Going Out of Style Redefines Milwaukee Art Museum Furniture Collection

Milwaukee, WI, May 24, 2007— The Milwaukee Art Museum is proud to present its new exhibition, Going out of Style: 400 Years of Changing Tastes in Furniture, on view June 21 – September 30, 2007. Highlighting important shifts in aesthetic and cultural theory over four centuries of European settlement in America, the exhibition offers the public a truly unconventional interpretation of historic design. 

Instead of presenting designs to examine their popularity, the exhibition features prominent examples of historic furniture alongside negative and often humorous critiques in order to illustrate the ways in which designs lose favor. “Aside from revealing ever-changing tastes in design, the exhibition examines the motivations behind monumental shifts in aesthetic theory over 400 years, such as business prospects, social policies, and rediscovered links to the past,” notes Sarah Fayen, Assistant Curator at the Chipstone Foundation and Adjunct Assistant Curator at the Milwaukee Art Museum.

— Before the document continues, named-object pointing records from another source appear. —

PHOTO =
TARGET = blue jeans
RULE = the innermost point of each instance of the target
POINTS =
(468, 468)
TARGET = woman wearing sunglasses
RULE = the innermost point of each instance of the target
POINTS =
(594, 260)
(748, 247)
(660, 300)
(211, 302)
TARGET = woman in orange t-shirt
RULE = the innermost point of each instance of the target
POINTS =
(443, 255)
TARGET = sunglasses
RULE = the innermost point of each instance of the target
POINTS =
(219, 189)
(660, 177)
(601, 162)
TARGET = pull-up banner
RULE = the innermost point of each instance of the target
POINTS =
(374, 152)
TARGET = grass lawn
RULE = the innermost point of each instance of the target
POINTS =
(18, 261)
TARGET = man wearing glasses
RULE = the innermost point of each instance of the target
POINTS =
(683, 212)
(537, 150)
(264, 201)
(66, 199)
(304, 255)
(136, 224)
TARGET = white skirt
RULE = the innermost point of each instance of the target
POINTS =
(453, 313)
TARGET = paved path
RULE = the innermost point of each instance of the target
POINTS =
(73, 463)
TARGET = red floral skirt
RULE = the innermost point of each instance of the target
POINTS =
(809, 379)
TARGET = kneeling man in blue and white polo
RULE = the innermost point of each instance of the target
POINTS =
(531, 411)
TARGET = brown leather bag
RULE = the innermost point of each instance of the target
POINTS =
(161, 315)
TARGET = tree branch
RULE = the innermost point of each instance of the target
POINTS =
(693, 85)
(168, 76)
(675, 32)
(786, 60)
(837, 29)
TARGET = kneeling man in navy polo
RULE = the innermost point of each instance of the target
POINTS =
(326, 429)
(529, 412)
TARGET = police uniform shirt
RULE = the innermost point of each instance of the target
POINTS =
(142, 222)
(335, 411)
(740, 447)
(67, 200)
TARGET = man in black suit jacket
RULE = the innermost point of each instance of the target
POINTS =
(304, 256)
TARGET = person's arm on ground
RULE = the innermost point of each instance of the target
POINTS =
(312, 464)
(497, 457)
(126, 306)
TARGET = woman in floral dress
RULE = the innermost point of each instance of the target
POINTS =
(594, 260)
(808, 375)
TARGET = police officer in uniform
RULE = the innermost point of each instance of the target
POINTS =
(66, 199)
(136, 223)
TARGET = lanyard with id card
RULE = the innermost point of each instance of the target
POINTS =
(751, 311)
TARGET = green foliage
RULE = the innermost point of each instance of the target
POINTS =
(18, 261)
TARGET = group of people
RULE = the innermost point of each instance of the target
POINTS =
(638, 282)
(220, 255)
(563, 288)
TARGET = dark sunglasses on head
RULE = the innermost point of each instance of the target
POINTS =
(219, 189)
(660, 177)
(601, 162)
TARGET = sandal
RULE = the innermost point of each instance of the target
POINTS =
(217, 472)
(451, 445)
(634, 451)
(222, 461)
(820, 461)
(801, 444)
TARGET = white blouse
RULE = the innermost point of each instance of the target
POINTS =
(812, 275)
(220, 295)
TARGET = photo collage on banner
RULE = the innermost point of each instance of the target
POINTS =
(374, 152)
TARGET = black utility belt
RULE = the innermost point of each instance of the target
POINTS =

Installed in the Decorative Arts Gallery on the Museum’s lower level, the exhibition features 18 pieces of furniture dating from the 1600s to the 1980s. Designs range from baroque to post-modern and include artists such as John Henry Belter, Gustav Stickley and Ettore Sottsass.

Exhibition Programs

On Thursday, July 12, the Milwaukee Art Museum presents “Fashionable Prejudice: Changing Tastes in American Furniture” at 6.15 pm in the Museum’s Lubar Auditorium. Featuring Professor Kenneth Ames from New York’s Bard Graduate Center for Studies in the Decorative Arts, Design, and Culture, the lecture is sponsored by the American Heritage Society.

Digital images available upon request.

This exhibition is organized by the Milwaukee Art Museum and the Chipstone Foundation; coordinated and curated at the Milwaukee Art Museum by Sarah Fayen.